Commercial Company Plans Privately-Funded Space Station

Hopes To Have Assembly Underway In 2014

The mockups look like big, white watermelons sitting on a factory floor, but what they represent could be home to as many as 36 people at a time in space.

Bigelow Aerospace is developing what it expects to be the first commercial space station. Built of multiple layers of an expandable Kevlar-like material with the outer layer coated with a micrometeoroid and orbital debris shield, Bigelow hopes to have paying customers aboard the Sundancer space station in five years. Company founder Robert T. Bigelow says he thinks those customers would primarily be nations that are not able to build their own space station from the ground up, so to speak

The New York Times reports that Bigelow already has two test modules in orbit, launched in 2006 and 2007. The Las Vegas, Nevada-based company has a business plan to buy as many as 15-20 rocket launches beginning in 2017, and each subsequent year after that, providing a lot of business for companies like SpaceX on which President Obama has placed much of the responsibility for moving forward with the U.S. space program. Bigelow thinks for the foreseeable future, his company is the only potential buyer for slots on manned space flights other than NASA.
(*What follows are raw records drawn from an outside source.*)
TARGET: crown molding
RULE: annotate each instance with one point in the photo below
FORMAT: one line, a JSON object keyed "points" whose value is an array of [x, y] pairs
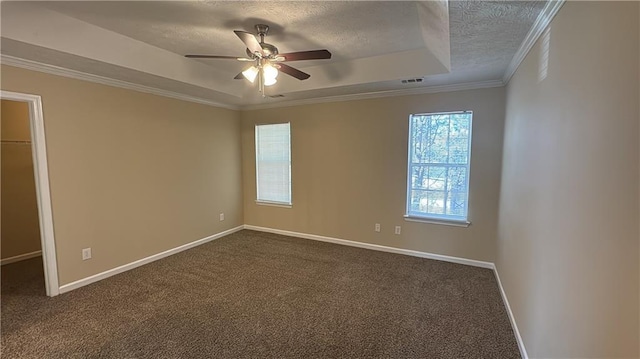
{"points": [[544, 19], [379, 94], [61, 71]]}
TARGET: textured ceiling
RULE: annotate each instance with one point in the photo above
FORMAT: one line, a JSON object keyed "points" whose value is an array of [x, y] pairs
{"points": [[479, 38]]}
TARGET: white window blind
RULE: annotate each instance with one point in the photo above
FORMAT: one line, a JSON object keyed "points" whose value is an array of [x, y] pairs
{"points": [[273, 163], [438, 169]]}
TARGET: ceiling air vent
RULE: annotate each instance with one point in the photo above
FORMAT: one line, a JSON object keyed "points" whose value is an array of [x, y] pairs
{"points": [[412, 81]]}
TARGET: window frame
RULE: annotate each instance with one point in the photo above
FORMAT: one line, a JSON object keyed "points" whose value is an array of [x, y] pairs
{"points": [[256, 142], [435, 218]]}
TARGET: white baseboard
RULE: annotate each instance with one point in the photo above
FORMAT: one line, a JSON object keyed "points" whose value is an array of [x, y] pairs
{"points": [[20, 257], [512, 319], [123, 268], [375, 247]]}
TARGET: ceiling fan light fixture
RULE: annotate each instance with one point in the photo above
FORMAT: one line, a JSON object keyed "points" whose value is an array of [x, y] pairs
{"points": [[251, 73]]}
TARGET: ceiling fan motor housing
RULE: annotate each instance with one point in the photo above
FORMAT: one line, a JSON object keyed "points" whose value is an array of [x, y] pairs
{"points": [[269, 50]]}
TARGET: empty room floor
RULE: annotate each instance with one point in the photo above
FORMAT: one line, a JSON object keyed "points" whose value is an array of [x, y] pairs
{"points": [[253, 294]]}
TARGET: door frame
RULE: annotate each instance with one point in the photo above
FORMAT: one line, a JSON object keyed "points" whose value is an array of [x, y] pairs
{"points": [[43, 194]]}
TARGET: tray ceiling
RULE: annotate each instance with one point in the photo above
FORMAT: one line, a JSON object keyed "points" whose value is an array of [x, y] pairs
{"points": [[374, 44]]}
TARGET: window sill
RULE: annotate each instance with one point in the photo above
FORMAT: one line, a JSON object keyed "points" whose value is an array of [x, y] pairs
{"points": [[445, 222], [273, 204]]}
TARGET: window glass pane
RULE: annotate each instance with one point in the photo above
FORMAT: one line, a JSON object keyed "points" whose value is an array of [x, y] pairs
{"points": [[273, 164], [439, 165]]}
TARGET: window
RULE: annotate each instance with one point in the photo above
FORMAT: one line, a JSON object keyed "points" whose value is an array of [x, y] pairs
{"points": [[273, 164], [438, 170]]}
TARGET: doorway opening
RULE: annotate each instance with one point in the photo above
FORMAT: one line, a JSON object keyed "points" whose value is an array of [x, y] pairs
{"points": [[27, 224]]}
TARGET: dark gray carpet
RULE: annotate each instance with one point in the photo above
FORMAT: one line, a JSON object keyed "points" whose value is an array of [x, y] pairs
{"points": [[258, 295]]}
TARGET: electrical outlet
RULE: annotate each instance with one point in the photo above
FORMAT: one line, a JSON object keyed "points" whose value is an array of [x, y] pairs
{"points": [[86, 254]]}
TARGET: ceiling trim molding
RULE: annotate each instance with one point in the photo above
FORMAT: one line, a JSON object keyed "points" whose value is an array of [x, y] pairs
{"points": [[61, 71], [544, 19], [379, 94]]}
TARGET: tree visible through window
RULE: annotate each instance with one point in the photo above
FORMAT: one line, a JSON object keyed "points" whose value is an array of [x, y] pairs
{"points": [[438, 170]]}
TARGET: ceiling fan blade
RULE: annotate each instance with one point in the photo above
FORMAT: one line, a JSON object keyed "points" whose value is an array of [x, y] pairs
{"points": [[210, 57], [294, 72], [307, 55], [250, 40]]}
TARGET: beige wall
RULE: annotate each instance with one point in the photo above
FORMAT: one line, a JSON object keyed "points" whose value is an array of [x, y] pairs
{"points": [[349, 164], [568, 232], [132, 174], [20, 231]]}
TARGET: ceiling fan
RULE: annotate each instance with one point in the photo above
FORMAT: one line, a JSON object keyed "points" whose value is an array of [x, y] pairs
{"points": [[267, 60]]}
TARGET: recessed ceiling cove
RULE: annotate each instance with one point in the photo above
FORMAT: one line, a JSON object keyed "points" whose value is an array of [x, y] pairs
{"points": [[374, 45]]}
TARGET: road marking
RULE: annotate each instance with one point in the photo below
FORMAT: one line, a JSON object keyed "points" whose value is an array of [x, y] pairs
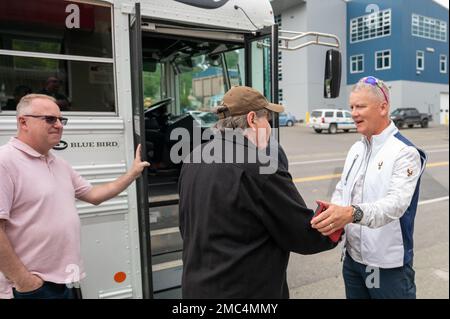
{"points": [[335, 176], [343, 158], [316, 178], [318, 161], [165, 231], [434, 200], [437, 151]]}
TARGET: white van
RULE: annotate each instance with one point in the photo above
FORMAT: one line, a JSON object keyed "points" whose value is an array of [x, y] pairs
{"points": [[331, 120]]}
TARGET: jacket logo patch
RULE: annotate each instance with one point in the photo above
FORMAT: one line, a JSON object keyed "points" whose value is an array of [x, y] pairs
{"points": [[380, 164]]}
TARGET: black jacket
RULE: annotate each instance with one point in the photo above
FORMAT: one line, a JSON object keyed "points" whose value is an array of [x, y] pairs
{"points": [[238, 227]]}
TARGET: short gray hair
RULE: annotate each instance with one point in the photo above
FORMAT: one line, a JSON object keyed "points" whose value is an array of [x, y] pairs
{"points": [[25, 103], [238, 122], [374, 89]]}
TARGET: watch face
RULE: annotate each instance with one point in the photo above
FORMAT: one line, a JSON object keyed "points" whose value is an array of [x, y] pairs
{"points": [[358, 215]]}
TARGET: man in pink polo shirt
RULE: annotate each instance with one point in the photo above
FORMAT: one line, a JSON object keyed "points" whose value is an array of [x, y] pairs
{"points": [[39, 224]]}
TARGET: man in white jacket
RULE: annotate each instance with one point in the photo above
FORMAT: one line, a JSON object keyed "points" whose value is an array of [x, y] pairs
{"points": [[376, 200]]}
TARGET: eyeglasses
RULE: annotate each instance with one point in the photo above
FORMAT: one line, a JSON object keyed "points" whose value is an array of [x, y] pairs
{"points": [[375, 82], [50, 119]]}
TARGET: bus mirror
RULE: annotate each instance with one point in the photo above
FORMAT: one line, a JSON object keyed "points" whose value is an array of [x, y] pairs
{"points": [[149, 65], [333, 70]]}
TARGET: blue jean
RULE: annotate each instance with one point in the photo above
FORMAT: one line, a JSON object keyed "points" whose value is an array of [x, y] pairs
{"points": [[49, 290], [362, 282]]}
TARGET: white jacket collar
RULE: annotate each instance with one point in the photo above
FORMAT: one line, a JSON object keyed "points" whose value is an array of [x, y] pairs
{"points": [[379, 140]]}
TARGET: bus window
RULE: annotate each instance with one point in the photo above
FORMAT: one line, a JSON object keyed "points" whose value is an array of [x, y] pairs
{"points": [[152, 78], [236, 66], [59, 49]]}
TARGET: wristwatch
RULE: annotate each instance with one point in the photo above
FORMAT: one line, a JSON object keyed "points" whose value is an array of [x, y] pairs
{"points": [[357, 214]]}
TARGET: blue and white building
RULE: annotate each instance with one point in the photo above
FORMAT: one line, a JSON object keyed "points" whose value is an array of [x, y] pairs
{"points": [[404, 43]]}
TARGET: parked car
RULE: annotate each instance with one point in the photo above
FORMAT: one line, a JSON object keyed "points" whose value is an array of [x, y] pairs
{"points": [[331, 120], [410, 116], [287, 119]]}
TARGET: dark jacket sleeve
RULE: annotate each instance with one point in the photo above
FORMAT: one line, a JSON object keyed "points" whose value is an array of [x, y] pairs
{"points": [[287, 218]]}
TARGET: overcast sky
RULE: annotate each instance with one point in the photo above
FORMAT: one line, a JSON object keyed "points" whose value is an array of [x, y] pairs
{"points": [[443, 2]]}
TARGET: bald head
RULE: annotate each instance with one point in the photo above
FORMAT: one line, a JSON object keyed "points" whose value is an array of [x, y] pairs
{"points": [[25, 104]]}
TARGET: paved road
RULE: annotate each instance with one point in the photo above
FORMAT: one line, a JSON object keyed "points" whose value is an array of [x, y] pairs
{"points": [[316, 160]]}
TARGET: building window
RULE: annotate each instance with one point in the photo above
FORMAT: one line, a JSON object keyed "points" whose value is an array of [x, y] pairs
{"points": [[420, 60], [443, 63], [357, 63], [278, 20], [370, 26], [383, 60], [429, 28]]}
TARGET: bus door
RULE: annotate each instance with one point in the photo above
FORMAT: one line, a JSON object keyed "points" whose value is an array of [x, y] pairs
{"points": [[139, 138]]}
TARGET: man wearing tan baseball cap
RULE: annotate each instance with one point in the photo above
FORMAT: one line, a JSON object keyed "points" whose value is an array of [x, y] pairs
{"points": [[238, 221], [246, 109], [241, 100]]}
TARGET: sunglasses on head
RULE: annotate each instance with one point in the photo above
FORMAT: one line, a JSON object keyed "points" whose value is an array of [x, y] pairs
{"points": [[375, 82], [50, 119]]}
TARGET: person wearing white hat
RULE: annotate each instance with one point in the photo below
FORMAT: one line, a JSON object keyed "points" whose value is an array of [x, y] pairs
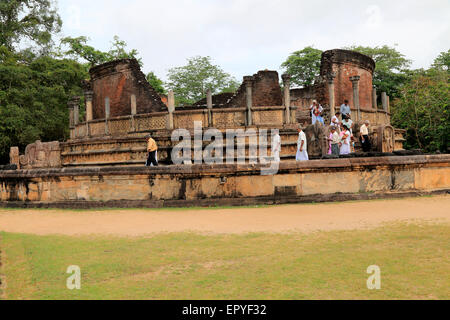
{"points": [[302, 146]]}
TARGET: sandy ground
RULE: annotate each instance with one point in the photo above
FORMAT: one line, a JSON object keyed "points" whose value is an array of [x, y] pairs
{"points": [[303, 217]]}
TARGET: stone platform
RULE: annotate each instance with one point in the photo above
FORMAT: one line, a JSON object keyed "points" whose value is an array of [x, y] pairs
{"points": [[210, 185]]}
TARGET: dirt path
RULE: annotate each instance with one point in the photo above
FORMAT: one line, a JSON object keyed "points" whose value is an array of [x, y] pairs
{"points": [[304, 217]]}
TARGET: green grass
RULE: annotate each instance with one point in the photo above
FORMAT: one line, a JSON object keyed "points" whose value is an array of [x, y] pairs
{"points": [[414, 262]]}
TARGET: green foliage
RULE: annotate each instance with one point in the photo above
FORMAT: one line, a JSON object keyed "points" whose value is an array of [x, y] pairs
{"points": [[391, 68], [156, 83], [191, 81], [32, 20], [78, 48], [33, 98], [442, 62], [423, 110], [303, 66]]}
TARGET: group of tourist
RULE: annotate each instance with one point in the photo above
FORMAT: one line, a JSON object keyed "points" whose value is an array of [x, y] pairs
{"points": [[341, 139]]}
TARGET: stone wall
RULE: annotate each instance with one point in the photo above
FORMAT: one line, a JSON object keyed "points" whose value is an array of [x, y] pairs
{"points": [[118, 80], [266, 91], [226, 184], [346, 64]]}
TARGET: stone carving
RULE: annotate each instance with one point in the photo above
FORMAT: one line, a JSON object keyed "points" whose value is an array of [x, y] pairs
{"points": [[41, 155], [386, 139], [317, 141]]}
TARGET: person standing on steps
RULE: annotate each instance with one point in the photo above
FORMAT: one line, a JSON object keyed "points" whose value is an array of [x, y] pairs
{"points": [[152, 149]]}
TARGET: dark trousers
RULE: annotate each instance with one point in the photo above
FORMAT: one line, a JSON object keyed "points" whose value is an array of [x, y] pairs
{"points": [[335, 149], [151, 160], [366, 144]]}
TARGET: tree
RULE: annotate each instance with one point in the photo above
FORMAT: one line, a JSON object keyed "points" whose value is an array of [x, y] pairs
{"points": [[156, 83], [78, 48], [442, 62], [391, 70], [422, 108], [191, 81], [34, 20], [34, 91], [303, 66]]}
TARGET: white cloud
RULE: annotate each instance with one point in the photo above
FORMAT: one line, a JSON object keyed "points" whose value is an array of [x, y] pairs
{"points": [[244, 36]]}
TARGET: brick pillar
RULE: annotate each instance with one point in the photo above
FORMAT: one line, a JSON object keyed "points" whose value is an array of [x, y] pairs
{"points": [[107, 114], [331, 76], [248, 80], [14, 156], [76, 110], [133, 112], [384, 101], [287, 96], [71, 118], [209, 105], [171, 107], [374, 98], [355, 83], [88, 96]]}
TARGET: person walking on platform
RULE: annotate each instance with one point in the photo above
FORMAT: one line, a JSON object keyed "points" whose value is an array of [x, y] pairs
{"points": [[152, 149]]}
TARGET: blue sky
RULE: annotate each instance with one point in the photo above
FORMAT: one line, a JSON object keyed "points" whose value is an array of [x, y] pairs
{"points": [[244, 36]]}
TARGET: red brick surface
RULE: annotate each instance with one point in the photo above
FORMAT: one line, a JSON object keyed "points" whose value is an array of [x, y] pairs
{"points": [[118, 80]]}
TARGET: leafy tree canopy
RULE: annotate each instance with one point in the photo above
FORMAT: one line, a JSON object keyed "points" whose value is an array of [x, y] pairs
{"points": [[78, 48], [422, 108], [303, 66], [442, 62], [32, 20], [191, 81]]}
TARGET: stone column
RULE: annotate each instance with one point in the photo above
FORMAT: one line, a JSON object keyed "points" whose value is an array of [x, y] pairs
{"points": [[88, 96], [133, 112], [107, 114], [76, 110], [384, 101], [287, 96], [71, 118], [248, 80], [14, 156], [355, 83], [331, 76], [209, 105], [171, 107], [374, 98]]}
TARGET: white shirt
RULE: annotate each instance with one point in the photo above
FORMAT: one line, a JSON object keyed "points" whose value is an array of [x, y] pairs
{"points": [[364, 130], [302, 137], [335, 121], [276, 142]]}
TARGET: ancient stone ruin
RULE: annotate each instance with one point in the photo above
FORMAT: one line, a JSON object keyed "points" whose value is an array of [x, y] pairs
{"points": [[122, 108]]}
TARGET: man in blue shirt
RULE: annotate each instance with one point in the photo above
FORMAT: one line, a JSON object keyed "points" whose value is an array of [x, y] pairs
{"points": [[345, 110]]}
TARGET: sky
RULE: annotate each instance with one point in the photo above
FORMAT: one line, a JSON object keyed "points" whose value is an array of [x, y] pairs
{"points": [[245, 36]]}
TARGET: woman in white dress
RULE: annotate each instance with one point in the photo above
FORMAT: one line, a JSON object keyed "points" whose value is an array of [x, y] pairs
{"points": [[302, 146], [345, 145]]}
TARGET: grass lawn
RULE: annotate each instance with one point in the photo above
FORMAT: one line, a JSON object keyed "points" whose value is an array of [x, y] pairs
{"points": [[414, 261]]}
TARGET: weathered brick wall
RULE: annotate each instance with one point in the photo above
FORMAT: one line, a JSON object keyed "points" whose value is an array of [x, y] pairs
{"points": [[118, 80], [266, 91], [347, 64]]}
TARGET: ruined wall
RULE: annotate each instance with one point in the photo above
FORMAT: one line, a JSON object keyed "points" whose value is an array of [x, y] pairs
{"points": [[266, 91], [118, 80], [226, 184], [347, 64]]}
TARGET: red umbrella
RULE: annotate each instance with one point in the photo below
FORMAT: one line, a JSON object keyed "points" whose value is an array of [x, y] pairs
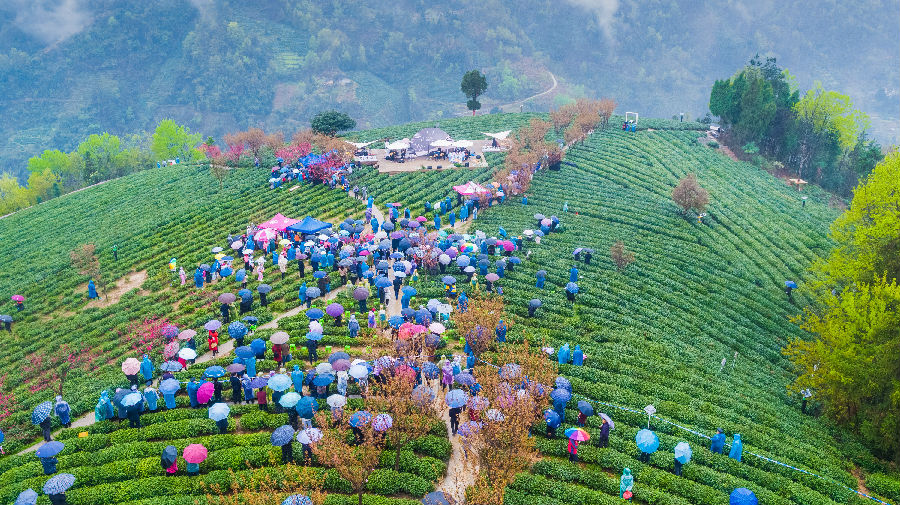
{"points": [[131, 366], [204, 394], [195, 453]]}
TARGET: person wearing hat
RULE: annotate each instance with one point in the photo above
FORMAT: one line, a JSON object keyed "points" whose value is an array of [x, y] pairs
{"points": [[717, 442], [63, 412]]}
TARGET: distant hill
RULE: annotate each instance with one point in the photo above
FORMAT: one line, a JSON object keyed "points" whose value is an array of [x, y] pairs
{"points": [[73, 68]]}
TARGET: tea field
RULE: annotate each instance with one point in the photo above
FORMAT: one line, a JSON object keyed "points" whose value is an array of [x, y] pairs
{"points": [[657, 332]]}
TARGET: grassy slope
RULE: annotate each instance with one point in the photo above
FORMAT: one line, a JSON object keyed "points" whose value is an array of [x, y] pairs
{"points": [[696, 293]]}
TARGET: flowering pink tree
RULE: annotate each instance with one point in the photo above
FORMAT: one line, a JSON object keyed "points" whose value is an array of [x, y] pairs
{"points": [[49, 369], [293, 152], [145, 336]]}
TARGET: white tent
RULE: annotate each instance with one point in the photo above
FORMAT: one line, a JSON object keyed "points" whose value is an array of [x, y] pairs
{"points": [[398, 145], [498, 136]]}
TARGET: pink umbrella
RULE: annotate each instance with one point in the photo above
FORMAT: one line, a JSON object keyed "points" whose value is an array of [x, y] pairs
{"points": [[203, 395], [265, 235], [194, 453], [131, 366], [334, 309], [171, 349]]}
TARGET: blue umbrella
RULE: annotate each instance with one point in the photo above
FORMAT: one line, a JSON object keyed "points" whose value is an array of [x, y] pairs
{"points": [[219, 411], [742, 496], [41, 412], [280, 382], [360, 418], [465, 379], [237, 329], [27, 497], [683, 452], [215, 372], [282, 435], [169, 386], [258, 382], [456, 398], [560, 395], [244, 352], [323, 380], [49, 449], [585, 408], [58, 484], [171, 366], [297, 499], [431, 370], [647, 441], [258, 346], [132, 399], [306, 407]]}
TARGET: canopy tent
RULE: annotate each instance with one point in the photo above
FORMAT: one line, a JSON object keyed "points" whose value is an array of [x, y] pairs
{"points": [[398, 145], [359, 145], [421, 141], [278, 222], [471, 188], [499, 136], [308, 226]]}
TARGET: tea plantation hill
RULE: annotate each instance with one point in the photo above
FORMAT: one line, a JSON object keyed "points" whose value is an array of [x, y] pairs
{"points": [[655, 333]]}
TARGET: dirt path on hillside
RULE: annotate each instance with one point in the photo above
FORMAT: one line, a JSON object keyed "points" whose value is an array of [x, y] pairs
{"points": [[125, 284]]}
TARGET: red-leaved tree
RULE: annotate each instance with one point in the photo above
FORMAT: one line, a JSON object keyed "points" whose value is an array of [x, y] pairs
{"points": [[49, 369]]}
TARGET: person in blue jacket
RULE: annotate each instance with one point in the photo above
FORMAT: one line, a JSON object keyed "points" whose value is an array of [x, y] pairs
{"points": [[717, 442], [152, 398], [737, 448], [192, 388], [501, 331], [297, 379], [577, 356], [147, 369], [63, 412]]}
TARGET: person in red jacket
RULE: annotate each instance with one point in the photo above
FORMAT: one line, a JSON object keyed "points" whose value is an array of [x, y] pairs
{"points": [[213, 341]]}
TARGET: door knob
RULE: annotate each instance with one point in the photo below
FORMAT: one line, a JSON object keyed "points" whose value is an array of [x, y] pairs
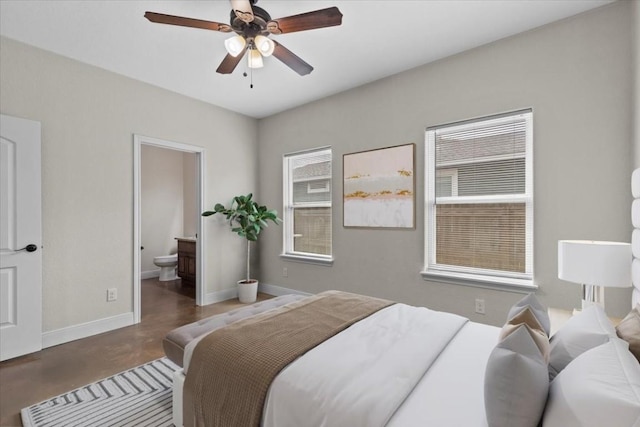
{"points": [[29, 248]]}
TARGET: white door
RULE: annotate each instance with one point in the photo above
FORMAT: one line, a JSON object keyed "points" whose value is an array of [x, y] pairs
{"points": [[20, 238]]}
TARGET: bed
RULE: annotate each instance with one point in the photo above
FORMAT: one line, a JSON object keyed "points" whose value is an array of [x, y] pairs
{"points": [[429, 395], [404, 366]]}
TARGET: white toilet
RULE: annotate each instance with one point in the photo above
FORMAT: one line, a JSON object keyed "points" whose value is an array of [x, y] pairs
{"points": [[167, 264]]}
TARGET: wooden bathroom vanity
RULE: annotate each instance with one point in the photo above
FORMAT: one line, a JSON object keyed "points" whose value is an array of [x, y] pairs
{"points": [[187, 260]]}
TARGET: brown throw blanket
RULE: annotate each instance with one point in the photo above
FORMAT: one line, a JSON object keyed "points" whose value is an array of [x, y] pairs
{"points": [[232, 368]]}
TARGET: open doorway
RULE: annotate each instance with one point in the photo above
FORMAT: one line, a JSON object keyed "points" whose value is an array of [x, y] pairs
{"points": [[167, 213]]}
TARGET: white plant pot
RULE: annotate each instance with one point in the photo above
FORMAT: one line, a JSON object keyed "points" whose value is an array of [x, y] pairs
{"points": [[247, 292]]}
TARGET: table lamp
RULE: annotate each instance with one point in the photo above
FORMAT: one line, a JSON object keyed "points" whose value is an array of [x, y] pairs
{"points": [[595, 265]]}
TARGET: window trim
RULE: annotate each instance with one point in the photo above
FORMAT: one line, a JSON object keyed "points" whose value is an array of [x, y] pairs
{"points": [[288, 235], [484, 278]]}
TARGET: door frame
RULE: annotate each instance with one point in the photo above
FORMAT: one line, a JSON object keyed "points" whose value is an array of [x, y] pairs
{"points": [[138, 142]]}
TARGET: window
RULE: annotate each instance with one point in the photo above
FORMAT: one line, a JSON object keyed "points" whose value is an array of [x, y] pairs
{"points": [[307, 206], [479, 201]]}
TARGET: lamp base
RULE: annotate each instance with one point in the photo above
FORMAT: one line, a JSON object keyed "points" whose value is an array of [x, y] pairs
{"points": [[591, 295]]}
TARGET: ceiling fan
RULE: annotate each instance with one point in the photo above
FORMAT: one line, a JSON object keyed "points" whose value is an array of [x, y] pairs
{"points": [[252, 26]]}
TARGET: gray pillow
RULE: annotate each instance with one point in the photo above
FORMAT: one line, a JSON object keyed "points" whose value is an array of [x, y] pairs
{"points": [[538, 310], [629, 330], [601, 387], [516, 380], [586, 330]]}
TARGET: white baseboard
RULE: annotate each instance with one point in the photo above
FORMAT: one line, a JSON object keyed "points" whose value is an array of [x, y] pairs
{"points": [[84, 330], [150, 274], [219, 296], [277, 291]]}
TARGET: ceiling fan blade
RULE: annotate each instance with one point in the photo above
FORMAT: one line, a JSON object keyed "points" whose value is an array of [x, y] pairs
{"points": [[161, 18], [322, 18], [242, 9], [229, 63], [291, 60]]}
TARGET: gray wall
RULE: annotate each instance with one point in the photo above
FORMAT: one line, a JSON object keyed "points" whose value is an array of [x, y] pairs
{"points": [[88, 118], [576, 75]]}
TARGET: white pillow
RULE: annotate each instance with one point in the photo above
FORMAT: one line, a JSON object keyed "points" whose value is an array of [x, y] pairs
{"points": [[516, 379], [534, 305], [590, 328], [601, 387]]}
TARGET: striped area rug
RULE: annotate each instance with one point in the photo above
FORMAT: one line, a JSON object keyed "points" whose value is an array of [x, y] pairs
{"points": [[138, 397]]}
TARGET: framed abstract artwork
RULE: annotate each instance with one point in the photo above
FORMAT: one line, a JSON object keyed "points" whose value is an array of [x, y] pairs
{"points": [[379, 188]]}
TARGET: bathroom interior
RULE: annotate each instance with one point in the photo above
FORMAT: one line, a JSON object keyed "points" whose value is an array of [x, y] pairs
{"points": [[168, 217]]}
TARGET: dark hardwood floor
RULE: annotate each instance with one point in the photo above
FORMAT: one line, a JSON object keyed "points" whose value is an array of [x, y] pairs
{"points": [[33, 378]]}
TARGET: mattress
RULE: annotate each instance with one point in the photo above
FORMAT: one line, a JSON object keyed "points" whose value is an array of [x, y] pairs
{"points": [[451, 393]]}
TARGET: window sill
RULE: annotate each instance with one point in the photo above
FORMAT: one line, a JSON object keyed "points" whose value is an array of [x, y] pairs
{"points": [[474, 280], [327, 260]]}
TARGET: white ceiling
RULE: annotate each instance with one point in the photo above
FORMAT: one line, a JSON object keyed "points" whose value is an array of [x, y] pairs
{"points": [[376, 39]]}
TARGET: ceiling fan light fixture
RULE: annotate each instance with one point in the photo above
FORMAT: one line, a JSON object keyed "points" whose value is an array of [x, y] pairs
{"points": [[235, 45], [254, 59], [264, 45]]}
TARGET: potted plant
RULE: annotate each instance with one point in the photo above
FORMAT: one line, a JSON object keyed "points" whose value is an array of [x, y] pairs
{"points": [[246, 218]]}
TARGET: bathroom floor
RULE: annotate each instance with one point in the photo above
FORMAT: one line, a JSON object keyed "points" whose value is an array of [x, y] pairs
{"points": [[165, 289]]}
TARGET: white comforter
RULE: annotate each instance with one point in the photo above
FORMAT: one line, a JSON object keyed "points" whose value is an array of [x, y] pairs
{"points": [[362, 375]]}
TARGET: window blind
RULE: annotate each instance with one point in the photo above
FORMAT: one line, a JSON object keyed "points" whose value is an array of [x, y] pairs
{"points": [[307, 178], [484, 224]]}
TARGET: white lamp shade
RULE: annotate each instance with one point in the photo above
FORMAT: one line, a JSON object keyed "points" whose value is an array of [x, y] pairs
{"points": [[595, 263], [235, 45], [264, 45], [254, 59]]}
Bigelow made his fortune in real estate, including the Budget Suites of America hotel chain. He has so far spent $180 million of his own money on the private space station concept, and says he's willing to spend nearly twice that again to see the program through. There are expansion plans for the current factory, which is surrounded by barbed wire and armed guards. The company currently employs about 100 people, but that would grow as well if the project is successful.

The design is based on the TransHab modules that were being developed by NASA for a possible Mars mission, and have been "absolutely verified," according to former NASA senior design engineer Dr. William Schnieder who did the work at the Johnson Space Center.

One major hurdle that remains is that there is not currently a vehicle that can economically transport astronauts to and from the station once it's in orbit. Bigelow at one point offered a $50 million dollar prize to a company that could develop an orbital spacecraft, but it expired in January with no one attempting to claim it. He is currently working with Boeing to build on the design the aerospace giant was developing for NASA.

Bigelow told the Times that he can operate a space station much more efficiently than NASA and its international partners. He says that while the logistics of running a space station are different from a hotel chain, the principles are largely the same, and that he would hire the people with the necessary skills to fix the inevitable glitches, as well as supply the station with such staples as food, water, and air.

Meanwhile, NASA is showing a renewed interest in an inflatable module for ISS, and it's a project on which Bigelow is consulting, because, he says, "we can do it much more economically."